“We must change our culture”, the New York Times says and plans “sweeping” reforms after the diversity report’s findings.
The New York Times’ diversity report published last week paints a grim picture of the company’s workplace culture, depicting the “difficult environment” at the NYT – especially as experienced by people of color.
The report revealed that while the organization has made some progress in diversifying in recent years, it “is too often a difficult place to work for people of all backgrounds – particularly colleagues of color, and especially Black and Latino colleagues”. It said that many employees of color had gone through “unsettling and sometimes painful day-to-day workplace experiences” and noted that Black and Latino people were underrepresented in leadership roles.
The report, based on interviews with more than 400 Times employees over an 8-month period, also stated that Asian American women feel “invisible and unseen” and are often referred to using the name of other Asian women.
According to the NYT’s diversity report, despite increasingly diversifying the company through hiring, people of color – particularly women of color – remain significantly underrepresented in positions of leadership. “Black colleagues who are not in leadership positions leave the company at a higher rate than white colleagues,” the report said.
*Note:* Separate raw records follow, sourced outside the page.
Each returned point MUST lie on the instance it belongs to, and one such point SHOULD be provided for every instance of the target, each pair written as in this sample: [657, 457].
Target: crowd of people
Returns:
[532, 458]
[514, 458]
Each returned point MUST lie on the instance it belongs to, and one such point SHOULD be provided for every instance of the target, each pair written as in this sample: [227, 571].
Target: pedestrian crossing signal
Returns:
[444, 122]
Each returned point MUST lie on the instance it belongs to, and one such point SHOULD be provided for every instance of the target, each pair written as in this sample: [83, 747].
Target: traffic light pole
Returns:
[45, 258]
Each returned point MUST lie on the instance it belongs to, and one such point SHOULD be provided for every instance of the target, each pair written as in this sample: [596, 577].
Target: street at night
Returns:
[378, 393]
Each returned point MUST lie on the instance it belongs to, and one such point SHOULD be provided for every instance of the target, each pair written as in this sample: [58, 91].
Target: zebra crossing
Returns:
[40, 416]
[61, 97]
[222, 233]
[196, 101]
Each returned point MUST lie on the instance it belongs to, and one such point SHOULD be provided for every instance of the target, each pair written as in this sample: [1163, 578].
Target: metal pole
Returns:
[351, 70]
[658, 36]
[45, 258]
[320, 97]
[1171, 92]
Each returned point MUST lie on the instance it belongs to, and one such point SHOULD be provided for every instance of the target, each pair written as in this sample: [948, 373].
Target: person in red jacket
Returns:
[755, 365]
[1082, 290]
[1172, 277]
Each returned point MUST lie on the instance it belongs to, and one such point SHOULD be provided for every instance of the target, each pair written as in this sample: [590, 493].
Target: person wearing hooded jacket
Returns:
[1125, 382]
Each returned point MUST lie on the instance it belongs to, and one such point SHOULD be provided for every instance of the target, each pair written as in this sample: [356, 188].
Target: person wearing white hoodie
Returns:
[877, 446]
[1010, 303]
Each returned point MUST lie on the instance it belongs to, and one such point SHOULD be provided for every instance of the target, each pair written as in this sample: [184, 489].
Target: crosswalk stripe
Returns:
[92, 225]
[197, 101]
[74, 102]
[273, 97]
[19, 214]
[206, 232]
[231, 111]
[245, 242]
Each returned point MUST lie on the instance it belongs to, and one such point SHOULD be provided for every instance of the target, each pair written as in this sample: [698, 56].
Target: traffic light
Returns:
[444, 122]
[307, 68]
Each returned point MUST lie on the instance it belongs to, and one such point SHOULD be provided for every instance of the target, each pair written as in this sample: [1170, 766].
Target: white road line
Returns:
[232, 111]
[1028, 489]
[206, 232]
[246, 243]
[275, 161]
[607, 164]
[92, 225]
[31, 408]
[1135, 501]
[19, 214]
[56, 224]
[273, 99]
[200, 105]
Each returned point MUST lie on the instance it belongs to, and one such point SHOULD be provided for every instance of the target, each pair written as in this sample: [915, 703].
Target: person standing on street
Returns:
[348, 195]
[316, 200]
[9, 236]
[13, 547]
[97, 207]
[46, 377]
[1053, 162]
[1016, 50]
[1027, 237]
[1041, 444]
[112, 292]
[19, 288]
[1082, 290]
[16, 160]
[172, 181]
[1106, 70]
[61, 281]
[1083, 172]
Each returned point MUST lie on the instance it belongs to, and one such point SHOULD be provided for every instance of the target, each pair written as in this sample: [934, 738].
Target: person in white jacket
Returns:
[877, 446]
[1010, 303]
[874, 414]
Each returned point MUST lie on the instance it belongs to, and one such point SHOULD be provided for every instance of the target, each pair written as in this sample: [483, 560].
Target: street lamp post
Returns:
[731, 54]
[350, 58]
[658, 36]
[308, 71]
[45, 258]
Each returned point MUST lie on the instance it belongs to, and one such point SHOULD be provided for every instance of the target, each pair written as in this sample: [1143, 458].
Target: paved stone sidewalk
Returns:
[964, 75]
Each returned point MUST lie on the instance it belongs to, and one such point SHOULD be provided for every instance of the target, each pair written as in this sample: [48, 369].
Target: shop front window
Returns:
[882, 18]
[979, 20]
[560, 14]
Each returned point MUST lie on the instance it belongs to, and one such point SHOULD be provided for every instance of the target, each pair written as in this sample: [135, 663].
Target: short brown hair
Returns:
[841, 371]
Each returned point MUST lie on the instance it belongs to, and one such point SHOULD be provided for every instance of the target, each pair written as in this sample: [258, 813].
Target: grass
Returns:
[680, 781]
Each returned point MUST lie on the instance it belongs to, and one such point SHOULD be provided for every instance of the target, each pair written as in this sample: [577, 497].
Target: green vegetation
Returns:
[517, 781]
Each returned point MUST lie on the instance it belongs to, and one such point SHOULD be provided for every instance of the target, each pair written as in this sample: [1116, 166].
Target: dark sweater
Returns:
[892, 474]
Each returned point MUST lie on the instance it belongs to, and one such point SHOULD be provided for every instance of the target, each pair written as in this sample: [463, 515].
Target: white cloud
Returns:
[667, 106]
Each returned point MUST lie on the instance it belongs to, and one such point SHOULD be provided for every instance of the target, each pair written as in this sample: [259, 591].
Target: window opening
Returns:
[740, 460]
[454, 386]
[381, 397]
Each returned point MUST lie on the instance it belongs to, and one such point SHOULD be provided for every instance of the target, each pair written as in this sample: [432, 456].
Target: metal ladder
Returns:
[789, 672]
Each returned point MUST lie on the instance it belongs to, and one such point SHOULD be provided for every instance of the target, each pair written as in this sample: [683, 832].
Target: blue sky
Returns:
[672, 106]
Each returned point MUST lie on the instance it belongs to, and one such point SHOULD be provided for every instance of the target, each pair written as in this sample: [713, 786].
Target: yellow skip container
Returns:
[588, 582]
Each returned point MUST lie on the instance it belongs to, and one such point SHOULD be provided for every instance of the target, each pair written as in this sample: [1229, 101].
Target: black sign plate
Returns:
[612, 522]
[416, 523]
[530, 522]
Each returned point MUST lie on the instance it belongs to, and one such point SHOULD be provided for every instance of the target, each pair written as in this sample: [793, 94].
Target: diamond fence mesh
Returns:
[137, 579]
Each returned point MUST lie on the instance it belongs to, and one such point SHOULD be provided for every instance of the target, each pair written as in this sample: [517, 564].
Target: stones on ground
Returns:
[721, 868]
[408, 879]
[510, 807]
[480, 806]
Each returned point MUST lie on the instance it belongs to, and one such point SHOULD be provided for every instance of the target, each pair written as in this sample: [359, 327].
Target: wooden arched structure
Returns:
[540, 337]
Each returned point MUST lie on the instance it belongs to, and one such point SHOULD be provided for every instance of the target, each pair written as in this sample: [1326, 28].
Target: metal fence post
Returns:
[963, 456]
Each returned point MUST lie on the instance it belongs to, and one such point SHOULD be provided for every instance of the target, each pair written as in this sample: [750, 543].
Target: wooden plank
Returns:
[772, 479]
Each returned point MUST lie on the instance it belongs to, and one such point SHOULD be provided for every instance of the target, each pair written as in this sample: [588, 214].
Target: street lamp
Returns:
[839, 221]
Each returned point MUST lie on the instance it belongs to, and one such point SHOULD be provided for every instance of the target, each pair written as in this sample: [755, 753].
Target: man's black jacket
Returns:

“For over a century and a half, The New York Times has succeeded in part by recognizing when it needed to change,” top executives wrote in a note to staff. “This is such a moment.” The executives said the actions prompted by the report “require the most substantial investment The Times has ever made in terms of time, money and energy – in advancing our culture.”
The plan of action includes a commitment to increasing the number of Black and Latino employees in leadership roles by 50% by 2025; establishing a new diversity, equity, and inclusion office in Human Resources, and launching an expansion of the journalism fellowship program.
The report concluded: “Diversity is not in tension with our journalistic mission: Instead, it helps us find the truth and more fully understand the world. Diversity is also not in tension with our commitment to independence: We will continue to cover the world without fear or favor and portray the world as it is, not as we wish it to be. Making the Times experience better for colleagues of color will make The Times better for everyone.